My optical block died a few months ago and since then I've replaced it with a KDL55HX800 which I'm selling to get a Mitsubishi 73" DLP. Anyway now I just have a dead tv laying around. I thought about getting the block refurbished but I had a crazy idea. Could I put a front projector in it? Does anyone know if this would work?


----------



## davring (Jan 13, 2007)

Brandon428 said:


> My optical block died a few months ago and since then I've replaced it with a KDL55HX800 which I'm selling to get a Mitsubishi 73" DLP. Anyway now I just have a dead tv laying around. I thought about getting the block refurbished but I had a crazy idea. Could I put a front projector in it? Does anyone know if this would work?


Sony has been repairing those sets, free of charge. My sister in law just had the color block(and new lamp) on her 4/5 year old set replaced, in home service call completely N/C. Lots of info on the net, Google it.


----------



## Brandon428 (Mar 21, 2007)

davring said:


> Sony has been repairing those sets, free of charge. My sister in law just had the color block(and new lamp) on her 4/5 year old set replaced, in home service call completely N/C. Lots of info on the net, Google it.


I got the replacement from Sony.


----------



## Herdfan (Mar 18, 2006)

Brandon428 said:


> My optical block died a few months ago and since then I've replaced it with a KDL55HX800 which I'm selling to get a *Mitsubishi 73" DLP*.


Let us know how you like it. The 4-year extended warranty on my XBR2 runs out next month and I expect it to fail shortly afterward. :eek2: I have an old Samsung DLP and I don't see the rainbow effect, so DLP is good for me.

How much did the make you pay for the KDL55?


----------



## Brandon428 (Mar 21, 2007)

Inevitably all SXRD optical blocks will fail due to UV exposure. Its really sad that such a great technology had such a fatal flaw. I'm looking into getting a 73" but I might get the 83" I'm not to sure yet,but I'll definitely post a review. As for the KDL55HX800 its an amazing tv just to small. I paid $400 for it.


----------



## sigma1914 (Sep 5, 2006)

Brandon428 said:


> Inevitably all SXRD optical blocks will fail due to UV exposure.

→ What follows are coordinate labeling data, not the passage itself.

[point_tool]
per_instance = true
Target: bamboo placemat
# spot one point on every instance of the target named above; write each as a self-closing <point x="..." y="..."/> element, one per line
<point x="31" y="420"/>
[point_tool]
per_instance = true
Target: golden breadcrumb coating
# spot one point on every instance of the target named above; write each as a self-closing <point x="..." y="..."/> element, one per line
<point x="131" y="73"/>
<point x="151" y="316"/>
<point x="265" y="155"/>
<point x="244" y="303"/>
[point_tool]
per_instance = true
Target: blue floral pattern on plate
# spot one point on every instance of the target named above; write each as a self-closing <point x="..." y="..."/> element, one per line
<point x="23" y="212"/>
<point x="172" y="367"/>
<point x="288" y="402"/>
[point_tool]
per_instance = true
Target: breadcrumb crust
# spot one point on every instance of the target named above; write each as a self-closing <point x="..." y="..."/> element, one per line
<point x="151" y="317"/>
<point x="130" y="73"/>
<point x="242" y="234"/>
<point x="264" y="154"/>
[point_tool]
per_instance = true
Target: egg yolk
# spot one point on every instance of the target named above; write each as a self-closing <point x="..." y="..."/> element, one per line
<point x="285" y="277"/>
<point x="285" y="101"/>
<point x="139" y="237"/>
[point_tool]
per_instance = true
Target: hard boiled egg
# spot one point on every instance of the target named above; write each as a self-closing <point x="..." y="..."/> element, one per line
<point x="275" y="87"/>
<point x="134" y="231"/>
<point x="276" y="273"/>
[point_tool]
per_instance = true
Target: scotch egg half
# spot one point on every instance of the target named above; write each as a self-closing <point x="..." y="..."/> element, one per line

Its really sad that such a great technology had such a fatal flaw. I'm looking into getting a 73" but I might get the 83" I'm not to sure yet,but I'll definitely post a review. As for the KDL55HX800 its an amazing tv just to small. I paid $400 for it.


Go bigger, 83", if your room & seating distance permits it.


----------



## Herdfan (Mar 18, 2006)

Brandon428 said:


> I'm looking into getting a 73" but I might get the 83" I'm not to sure yet,but I'll definitely post a review. As for the KDL55HX800 its an amazing tv just to small. I paid $400 for it.


Yeah, the 55" would be too small to replace the 70", but I have an older 2nd gen 720p plasma that is in need of replacing. The 55" would work just fine there.



sigma1914 said:


> Go bigger, 83", if your room & seating distance permits it.


My room could handle the 90", but not sure my wife would let me get a way with that.  If I do have to replace mine, definitely the 80"+.


----------